Ekin telefonu kenara bırakıp Yağız'ın yüzünü inceledi. "Uykun mu geldi?"

"Biraz." dedi Yağız kafasını Ekin'in omzundan çekerken. Ekin elini yanağına götürüp şefkatle okşadıktan sonra iki kişilik uzun koltukta en köşeye kaydı. Dizlerine iki kere vurup konuştu. "Gel uyu biraz. Benim uykum yok zaten beklerim babanı."

Yağız kafasını iki yana salladı. "Yok olmaz öyle. Saat geç oldu sen de yorgunsundur uyuman lazım. Ben beklerim."

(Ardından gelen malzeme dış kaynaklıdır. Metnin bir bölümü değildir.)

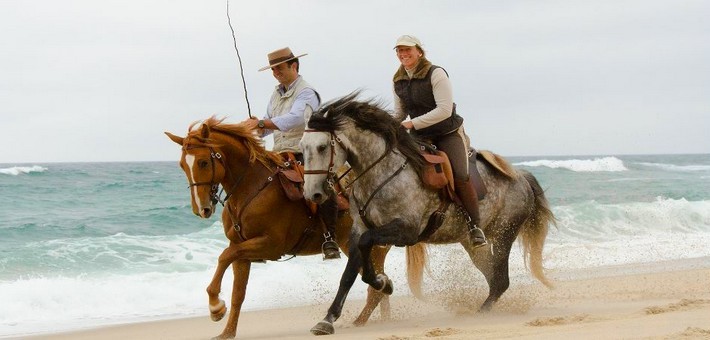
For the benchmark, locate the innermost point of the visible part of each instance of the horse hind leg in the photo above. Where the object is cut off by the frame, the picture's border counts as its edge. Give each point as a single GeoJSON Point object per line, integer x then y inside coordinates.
{"type": "Point", "coordinates": [394, 232]}
{"type": "Point", "coordinates": [493, 264]}
{"type": "Point", "coordinates": [374, 297]}
{"type": "Point", "coordinates": [325, 326]}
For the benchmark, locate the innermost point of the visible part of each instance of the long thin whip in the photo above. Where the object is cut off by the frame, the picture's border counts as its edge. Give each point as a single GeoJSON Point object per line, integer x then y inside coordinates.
{"type": "Point", "coordinates": [241, 69]}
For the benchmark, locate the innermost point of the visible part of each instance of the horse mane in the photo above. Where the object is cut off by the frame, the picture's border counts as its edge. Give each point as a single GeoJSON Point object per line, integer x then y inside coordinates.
{"type": "Point", "coordinates": [239, 132]}
{"type": "Point", "coordinates": [367, 115]}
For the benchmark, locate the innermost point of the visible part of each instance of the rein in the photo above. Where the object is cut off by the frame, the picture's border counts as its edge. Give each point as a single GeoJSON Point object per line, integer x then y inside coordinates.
{"type": "Point", "coordinates": [332, 175]}
{"type": "Point", "coordinates": [227, 204]}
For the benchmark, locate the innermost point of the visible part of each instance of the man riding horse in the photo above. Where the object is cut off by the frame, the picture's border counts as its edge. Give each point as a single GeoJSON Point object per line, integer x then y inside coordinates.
{"type": "Point", "coordinates": [291, 104]}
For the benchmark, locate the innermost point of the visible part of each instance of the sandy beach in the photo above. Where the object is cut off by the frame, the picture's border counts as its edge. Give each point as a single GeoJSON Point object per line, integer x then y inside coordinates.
{"type": "Point", "coordinates": [607, 304]}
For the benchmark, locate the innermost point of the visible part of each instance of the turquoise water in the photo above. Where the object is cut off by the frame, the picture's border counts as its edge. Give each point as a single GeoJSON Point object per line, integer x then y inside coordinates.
{"type": "Point", "coordinates": [98, 243]}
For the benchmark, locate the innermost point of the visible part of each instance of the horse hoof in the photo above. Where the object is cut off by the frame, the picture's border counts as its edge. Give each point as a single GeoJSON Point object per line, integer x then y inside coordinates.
{"type": "Point", "coordinates": [387, 286]}
{"type": "Point", "coordinates": [217, 312]}
{"type": "Point", "coordinates": [323, 328]}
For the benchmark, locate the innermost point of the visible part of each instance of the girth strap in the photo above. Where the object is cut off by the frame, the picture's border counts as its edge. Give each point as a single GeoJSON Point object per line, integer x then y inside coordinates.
{"type": "Point", "coordinates": [363, 211]}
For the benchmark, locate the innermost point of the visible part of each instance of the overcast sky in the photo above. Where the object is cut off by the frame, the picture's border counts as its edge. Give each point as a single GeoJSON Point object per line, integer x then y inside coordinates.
{"type": "Point", "coordinates": [101, 80]}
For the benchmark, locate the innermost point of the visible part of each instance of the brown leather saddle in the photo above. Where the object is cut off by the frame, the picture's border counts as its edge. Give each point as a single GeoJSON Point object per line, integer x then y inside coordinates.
{"type": "Point", "coordinates": [438, 175]}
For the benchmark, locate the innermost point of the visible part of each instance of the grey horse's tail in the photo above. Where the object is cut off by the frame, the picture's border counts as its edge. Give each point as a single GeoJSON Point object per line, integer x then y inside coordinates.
{"type": "Point", "coordinates": [535, 229]}
{"type": "Point", "coordinates": [416, 262]}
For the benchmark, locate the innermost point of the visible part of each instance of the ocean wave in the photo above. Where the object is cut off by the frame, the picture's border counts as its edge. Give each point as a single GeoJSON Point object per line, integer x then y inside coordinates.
{"type": "Point", "coordinates": [580, 165]}
{"type": "Point", "coordinates": [674, 167]}
{"type": "Point", "coordinates": [16, 170]}
{"type": "Point", "coordinates": [604, 222]}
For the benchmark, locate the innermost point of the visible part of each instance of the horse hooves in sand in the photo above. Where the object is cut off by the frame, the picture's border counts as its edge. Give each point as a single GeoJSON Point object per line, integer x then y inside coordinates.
{"type": "Point", "coordinates": [387, 286]}
{"type": "Point", "coordinates": [323, 328]}
{"type": "Point", "coordinates": [217, 312]}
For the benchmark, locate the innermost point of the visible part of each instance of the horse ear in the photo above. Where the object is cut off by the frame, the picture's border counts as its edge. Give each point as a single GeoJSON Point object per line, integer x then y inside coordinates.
{"type": "Point", "coordinates": [174, 138]}
{"type": "Point", "coordinates": [205, 131]}
{"type": "Point", "coordinates": [400, 117]}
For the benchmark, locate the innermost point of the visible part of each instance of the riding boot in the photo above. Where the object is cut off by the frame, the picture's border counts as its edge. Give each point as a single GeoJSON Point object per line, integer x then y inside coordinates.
{"type": "Point", "coordinates": [469, 200]}
{"type": "Point", "coordinates": [328, 212]}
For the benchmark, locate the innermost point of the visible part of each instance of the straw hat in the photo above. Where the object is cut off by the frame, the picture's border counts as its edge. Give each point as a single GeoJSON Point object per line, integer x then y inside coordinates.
{"type": "Point", "coordinates": [408, 40]}
{"type": "Point", "coordinates": [280, 56]}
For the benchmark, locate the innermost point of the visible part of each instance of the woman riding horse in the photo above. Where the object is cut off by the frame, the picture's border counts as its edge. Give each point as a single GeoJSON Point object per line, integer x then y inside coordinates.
{"type": "Point", "coordinates": [423, 92]}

"Balım inat etme de uzan hadi."

Yağız dudaklarını birbirine bastırıp birkaç saniye öylece Ekin'i izledi. Sabah erkenden çıkıp buraya gelmiş, gün boyu burada Yağız'la beklemiş ve ona yardımcı, babasına ise fazlasıyla moral olmuştu. Şimdi de uyumak yerine babasını bekleyeceğini söylüyordu. Yaptığı fedakârlıklara minnettardı Yağız.

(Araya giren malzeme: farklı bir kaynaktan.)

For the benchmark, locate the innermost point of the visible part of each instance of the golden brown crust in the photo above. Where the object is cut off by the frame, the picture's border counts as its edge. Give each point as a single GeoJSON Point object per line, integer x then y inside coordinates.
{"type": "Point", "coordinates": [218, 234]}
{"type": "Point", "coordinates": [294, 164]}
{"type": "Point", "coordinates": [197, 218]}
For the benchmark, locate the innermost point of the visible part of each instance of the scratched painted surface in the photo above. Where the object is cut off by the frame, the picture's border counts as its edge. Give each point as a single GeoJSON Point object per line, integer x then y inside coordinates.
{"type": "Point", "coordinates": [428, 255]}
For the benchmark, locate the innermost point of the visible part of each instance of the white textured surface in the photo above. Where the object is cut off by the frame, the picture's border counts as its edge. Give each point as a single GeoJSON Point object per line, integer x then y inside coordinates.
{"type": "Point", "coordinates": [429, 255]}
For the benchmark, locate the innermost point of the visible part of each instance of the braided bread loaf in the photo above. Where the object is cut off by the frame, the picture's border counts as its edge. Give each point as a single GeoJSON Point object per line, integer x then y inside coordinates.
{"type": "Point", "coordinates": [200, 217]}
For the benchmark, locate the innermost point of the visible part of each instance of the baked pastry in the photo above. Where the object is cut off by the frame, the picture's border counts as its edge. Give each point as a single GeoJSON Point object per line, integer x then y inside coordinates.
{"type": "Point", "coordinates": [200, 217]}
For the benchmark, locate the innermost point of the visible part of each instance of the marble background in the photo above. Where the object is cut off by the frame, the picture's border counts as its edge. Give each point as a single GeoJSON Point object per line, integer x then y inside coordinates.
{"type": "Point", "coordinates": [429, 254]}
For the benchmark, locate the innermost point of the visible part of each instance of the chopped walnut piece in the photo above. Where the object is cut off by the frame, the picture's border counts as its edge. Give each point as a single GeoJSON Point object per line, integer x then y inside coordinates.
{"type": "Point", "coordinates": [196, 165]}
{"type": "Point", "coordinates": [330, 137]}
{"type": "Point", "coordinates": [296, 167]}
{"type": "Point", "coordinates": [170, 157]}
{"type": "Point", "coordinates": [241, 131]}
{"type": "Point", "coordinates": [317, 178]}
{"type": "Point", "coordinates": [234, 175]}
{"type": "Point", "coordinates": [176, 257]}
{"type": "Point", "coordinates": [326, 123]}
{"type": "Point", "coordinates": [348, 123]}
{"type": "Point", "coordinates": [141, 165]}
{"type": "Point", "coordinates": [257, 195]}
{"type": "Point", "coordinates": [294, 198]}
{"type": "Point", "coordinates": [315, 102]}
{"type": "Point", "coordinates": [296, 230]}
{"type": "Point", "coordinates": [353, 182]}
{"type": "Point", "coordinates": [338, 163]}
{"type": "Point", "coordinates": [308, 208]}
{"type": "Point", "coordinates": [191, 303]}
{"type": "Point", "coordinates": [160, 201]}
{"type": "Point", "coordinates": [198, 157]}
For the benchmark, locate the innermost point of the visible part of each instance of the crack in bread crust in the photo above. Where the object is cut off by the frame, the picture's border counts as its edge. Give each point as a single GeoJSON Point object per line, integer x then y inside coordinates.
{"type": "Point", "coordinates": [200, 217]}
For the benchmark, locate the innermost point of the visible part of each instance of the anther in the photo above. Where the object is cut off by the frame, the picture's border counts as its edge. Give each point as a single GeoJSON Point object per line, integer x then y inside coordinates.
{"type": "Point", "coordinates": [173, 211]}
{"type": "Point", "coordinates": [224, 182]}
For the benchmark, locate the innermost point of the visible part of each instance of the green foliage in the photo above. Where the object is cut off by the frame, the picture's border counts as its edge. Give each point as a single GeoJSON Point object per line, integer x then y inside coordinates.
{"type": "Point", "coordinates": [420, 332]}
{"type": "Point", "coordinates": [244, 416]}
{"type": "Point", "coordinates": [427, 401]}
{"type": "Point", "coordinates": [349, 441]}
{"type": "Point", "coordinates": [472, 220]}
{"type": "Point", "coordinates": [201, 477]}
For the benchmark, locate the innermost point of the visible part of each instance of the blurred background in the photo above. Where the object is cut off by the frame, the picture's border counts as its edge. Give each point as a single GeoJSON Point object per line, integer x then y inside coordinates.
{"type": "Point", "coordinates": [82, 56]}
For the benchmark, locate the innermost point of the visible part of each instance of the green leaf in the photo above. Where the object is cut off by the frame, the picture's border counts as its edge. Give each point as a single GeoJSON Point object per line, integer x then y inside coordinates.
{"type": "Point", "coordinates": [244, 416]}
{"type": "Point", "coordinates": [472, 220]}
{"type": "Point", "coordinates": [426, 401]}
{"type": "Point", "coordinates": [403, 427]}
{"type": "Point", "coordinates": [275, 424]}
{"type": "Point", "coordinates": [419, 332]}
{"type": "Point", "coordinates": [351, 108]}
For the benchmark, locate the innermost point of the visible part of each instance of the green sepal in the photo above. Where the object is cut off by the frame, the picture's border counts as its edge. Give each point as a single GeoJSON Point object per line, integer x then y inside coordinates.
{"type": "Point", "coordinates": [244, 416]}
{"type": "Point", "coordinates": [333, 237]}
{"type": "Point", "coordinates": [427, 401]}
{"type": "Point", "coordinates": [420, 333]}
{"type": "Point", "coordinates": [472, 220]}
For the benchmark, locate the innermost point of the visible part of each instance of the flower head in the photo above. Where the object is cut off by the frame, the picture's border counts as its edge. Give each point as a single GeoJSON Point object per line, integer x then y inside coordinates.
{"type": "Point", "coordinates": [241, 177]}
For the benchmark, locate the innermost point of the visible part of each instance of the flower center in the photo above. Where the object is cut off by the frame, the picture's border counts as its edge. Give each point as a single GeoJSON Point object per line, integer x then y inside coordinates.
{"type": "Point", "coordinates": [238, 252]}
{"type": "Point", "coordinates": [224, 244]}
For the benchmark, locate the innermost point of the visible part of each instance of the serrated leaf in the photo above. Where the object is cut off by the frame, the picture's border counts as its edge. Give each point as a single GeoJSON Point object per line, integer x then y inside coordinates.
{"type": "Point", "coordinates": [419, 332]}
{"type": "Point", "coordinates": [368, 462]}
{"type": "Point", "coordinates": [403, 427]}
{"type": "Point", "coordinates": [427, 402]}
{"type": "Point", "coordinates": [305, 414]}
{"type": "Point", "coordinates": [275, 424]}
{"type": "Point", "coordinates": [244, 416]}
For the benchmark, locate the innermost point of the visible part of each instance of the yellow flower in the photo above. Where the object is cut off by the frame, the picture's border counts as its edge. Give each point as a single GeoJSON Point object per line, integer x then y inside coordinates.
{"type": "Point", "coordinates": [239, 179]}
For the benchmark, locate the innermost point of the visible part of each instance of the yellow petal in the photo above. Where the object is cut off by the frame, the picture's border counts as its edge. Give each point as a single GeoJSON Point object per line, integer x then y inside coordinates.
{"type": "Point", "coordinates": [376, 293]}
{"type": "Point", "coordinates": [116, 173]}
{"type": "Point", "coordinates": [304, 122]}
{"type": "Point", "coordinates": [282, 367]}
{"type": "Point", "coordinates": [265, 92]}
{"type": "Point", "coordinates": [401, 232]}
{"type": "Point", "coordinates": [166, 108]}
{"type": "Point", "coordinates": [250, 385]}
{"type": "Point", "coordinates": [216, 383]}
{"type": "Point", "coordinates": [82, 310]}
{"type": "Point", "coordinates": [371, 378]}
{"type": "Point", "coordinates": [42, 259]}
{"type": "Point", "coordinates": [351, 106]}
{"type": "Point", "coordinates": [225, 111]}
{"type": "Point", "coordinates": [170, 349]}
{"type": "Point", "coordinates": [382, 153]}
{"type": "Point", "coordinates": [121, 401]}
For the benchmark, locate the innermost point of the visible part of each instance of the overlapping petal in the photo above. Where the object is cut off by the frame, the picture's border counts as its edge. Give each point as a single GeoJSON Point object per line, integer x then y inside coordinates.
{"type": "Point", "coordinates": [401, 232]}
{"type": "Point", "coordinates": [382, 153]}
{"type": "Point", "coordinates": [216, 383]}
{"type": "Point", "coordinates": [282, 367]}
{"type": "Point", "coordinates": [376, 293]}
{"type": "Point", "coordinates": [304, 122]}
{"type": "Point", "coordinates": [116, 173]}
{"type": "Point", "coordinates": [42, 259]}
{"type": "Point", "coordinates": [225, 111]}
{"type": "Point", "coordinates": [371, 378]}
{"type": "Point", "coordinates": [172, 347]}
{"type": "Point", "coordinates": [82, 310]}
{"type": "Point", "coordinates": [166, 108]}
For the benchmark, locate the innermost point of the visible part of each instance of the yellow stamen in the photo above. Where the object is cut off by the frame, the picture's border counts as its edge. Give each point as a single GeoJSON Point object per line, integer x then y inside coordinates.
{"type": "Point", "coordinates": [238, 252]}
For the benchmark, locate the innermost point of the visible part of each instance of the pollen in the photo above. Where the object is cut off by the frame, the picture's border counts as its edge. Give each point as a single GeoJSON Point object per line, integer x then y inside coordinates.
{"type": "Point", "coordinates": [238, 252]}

Gülümseyerek kafasını sallamış ve koltukta uzanıp başını sevgilisinin dizine yaslamıştı. Ekin elini saçlarına götürüp usul usul okşamaya başladığında Yağız uykulu gözlerini sevgilisinin yüzünde gezdirip boşta kalan eline uzandı ve bir öpücük kondurdu. "Teşekkür ederim bebeğim, her şey için."

Ekin sadece gülümsedi ve sevgilisinin birleştirdiği ellerini kaldırıp dudaklarını bastırdı. Yağız'a aşıktı ve onun için bir şeyler yapmak Ekin'i çok mutlu ediyordu. O yüzden sevgilisinin ona böyle teşekkür etmesine gerek olmadığını düşünse de geri çevirmedi.

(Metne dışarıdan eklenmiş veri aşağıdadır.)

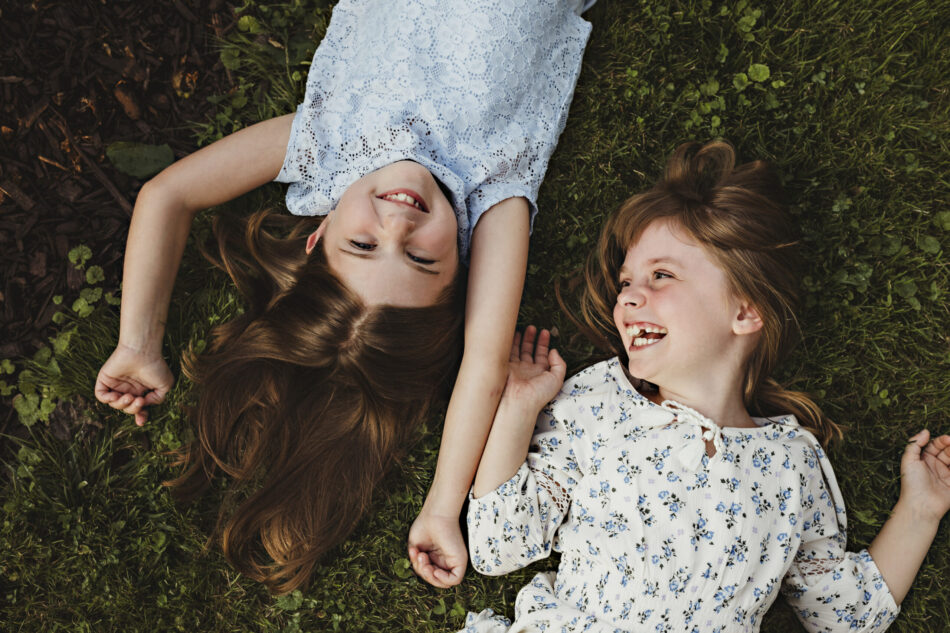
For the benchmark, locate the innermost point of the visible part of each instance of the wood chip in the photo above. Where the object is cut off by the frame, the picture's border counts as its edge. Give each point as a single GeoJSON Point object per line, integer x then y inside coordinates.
{"type": "Point", "coordinates": [127, 100]}
{"type": "Point", "coordinates": [24, 201]}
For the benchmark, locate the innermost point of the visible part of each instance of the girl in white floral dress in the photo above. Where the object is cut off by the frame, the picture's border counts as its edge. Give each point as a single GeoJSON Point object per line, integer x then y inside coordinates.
{"type": "Point", "coordinates": [688, 503]}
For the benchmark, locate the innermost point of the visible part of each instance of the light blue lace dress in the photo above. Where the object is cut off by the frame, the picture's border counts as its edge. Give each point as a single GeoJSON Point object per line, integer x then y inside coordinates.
{"type": "Point", "coordinates": [656, 536]}
{"type": "Point", "coordinates": [477, 91]}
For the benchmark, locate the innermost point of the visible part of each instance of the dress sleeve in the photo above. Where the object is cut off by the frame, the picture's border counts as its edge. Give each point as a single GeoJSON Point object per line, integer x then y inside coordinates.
{"type": "Point", "coordinates": [830, 588]}
{"type": "Point", "coordinates": [515, 524]}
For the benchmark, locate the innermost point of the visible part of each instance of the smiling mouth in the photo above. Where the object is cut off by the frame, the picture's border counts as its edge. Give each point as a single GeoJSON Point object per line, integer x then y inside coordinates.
{"type": "Point", "coordinates": [405, 196]}
{"type": "Point", "coordinates": [644, 336]}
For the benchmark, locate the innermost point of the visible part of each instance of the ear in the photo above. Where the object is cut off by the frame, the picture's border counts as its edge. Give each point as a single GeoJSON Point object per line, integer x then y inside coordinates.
{"type": "Point", "coordinates": [748, 320]}
{"type": "Point", "coordinates": [314, 237]}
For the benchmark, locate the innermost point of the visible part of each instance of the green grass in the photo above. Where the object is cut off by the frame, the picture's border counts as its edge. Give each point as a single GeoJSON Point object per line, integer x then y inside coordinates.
{"type": "Point", "coordinates": [853, 112]}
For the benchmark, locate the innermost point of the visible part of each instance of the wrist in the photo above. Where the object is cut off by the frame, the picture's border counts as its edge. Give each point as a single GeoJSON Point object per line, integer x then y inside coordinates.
{"type": "Point", "coordinates": [519, 411]}
{"type": "Point", "coordinates": [444, 500]}
{"type": "Point", "coordinates": [915, 516]}
{"type": "Point", "coordinates": [147, 346]}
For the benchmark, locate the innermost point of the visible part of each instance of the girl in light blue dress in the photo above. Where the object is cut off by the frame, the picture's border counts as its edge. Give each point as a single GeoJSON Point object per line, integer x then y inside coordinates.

Yağız huzurlu bir iç çekip uykuya direnen gözlerini kapattı. Ekin saçındaki ellerini ara ara yüzüne getiriyor ve narince gezdiriyordu. Yağız'ın nefesleri düzene girdiğinde uyuduğunu anlayıp uyandırmamak için ellerini saçından çekmişti. Fakat Yağız'ın keyifsiz bir mırıltıyla "Devam etsene." demesiyle başta irkilmiş, ardından gülümseyerek elini tekrar saçlarına götürmüştü.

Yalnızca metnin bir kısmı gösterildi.